Podemos inferir que o processo de urbanização a partir desse momento vai se estruturando aos moldes da valorização de uma cultura nacional em oposiçao aquela apropriação da cultura européia. Logo o resgate dessa cultura nacional se constituiu em impulso decisivo rumo à modernização. Essa urbanização com a intensa valorização do moderno foi fruto do pragmatismo de uma determinada concepção de mundo onde as práticas e representações socias se articularam a favor do estabelecimento do domínio do espaço urbano. Assim a sociedade brasileira foi marcada por ações, princípios e pensamentos urbanos desde a colonização, caracterizando-se ora por contradições no próprio espaço de suas relações sociopolíticas, econômicas e porque não dizer culturais, ora por um reforço de seu caráter nacionalisa, distanciando-se (mas ainda fortemente influênciada), do simbolismo cultural europeu em detrimento de sua própria produção intelectual, econômica e de simbologias.

A complexidade da urbanização no Brasil resultou da tentativa de conciliação das exigências da modernidade com as suas peculiaridades.
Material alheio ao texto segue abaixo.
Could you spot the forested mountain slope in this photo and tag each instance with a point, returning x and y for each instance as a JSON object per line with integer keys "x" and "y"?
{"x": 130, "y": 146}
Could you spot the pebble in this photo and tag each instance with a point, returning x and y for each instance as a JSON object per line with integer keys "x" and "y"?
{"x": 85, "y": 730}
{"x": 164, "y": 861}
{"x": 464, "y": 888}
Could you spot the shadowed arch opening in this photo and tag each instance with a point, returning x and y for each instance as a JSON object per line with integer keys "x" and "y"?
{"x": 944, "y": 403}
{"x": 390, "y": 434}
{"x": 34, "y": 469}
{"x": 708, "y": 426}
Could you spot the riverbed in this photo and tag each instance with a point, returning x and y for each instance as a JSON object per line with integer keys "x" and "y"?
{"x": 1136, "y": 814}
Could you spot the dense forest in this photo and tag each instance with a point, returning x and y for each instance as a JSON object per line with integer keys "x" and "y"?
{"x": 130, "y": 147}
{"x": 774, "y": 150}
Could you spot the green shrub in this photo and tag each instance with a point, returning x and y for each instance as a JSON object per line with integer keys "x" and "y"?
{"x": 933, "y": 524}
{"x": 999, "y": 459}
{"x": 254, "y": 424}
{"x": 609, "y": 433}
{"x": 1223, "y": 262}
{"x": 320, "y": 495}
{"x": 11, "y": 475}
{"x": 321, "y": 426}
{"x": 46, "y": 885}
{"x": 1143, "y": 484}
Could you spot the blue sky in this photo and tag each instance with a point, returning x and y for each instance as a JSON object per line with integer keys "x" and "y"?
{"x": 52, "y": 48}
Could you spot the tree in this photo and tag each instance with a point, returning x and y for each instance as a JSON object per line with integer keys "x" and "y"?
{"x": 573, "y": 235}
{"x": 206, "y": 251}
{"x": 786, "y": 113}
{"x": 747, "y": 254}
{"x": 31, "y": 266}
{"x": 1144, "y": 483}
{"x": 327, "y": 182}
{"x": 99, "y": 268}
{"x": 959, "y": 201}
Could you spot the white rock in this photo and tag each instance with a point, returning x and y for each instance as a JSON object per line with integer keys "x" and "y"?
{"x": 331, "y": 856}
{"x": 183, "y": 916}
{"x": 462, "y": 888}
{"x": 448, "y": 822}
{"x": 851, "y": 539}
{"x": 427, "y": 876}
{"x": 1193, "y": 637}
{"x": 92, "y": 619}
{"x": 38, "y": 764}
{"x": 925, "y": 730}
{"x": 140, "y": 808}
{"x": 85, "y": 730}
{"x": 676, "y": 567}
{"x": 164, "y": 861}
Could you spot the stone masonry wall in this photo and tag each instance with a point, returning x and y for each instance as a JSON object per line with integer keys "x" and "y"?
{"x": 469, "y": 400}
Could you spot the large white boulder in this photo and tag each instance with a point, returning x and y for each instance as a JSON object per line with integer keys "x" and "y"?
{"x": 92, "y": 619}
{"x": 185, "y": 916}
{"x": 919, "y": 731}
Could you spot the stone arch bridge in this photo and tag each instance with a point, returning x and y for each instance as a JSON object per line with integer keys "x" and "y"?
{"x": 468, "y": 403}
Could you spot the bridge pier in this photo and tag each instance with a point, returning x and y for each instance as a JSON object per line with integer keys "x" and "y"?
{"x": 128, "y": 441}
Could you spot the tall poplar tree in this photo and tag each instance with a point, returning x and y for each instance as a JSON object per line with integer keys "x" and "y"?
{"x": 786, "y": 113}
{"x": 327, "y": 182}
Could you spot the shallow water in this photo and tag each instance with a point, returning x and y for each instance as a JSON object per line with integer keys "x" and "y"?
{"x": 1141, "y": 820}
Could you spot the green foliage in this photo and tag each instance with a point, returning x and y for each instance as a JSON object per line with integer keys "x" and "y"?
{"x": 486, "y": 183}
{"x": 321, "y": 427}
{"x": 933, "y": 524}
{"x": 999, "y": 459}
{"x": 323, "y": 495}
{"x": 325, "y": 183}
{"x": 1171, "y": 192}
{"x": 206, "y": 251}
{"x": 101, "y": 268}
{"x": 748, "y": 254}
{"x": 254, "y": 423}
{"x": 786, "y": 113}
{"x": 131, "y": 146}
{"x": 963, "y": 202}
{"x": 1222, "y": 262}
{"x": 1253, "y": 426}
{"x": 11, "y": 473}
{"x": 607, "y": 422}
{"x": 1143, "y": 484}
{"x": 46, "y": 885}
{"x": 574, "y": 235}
Isto apontou para o caráter sincrético da modernidade brasileira implicando, desse modo, na caracterização da formação social no seu modo de relações sociais internas e externas, na sua organização espacial e econômica, em sua importação e exportação de simbolismos culturais, inclusão e exclusão no processo ideológico e prático das construções das cidades.

É provável que o que haja de peculiar à sociedade brasileira seja justamente sua capacidade de deglutir aqueles aspectos da modernidade que lhe interessam, transformando- a em algo adaptado à sua própria realidade em que o moderno se articula com o tradicional, o racional ao afetivo, o individual ao pessoal.(OLIVEN, 2001: 12).

Consideramos que essas idéias discutidas acima, nos mostraram o caráter complexo que permeou o nosso processo histórico, reforçando a diversidade de experiências tanto no tempo como no espaço. E nos fez compreender também as características fundamentais da nossa sociedade desde a sua colonização e perceber algumas permanências e/ ou rupturas processadas em nossos dias. Uma sociedade marcada por desigualdades sociais, decorrentes em sua maioria do processo de urbanização tanto pensada como praticada no Basil.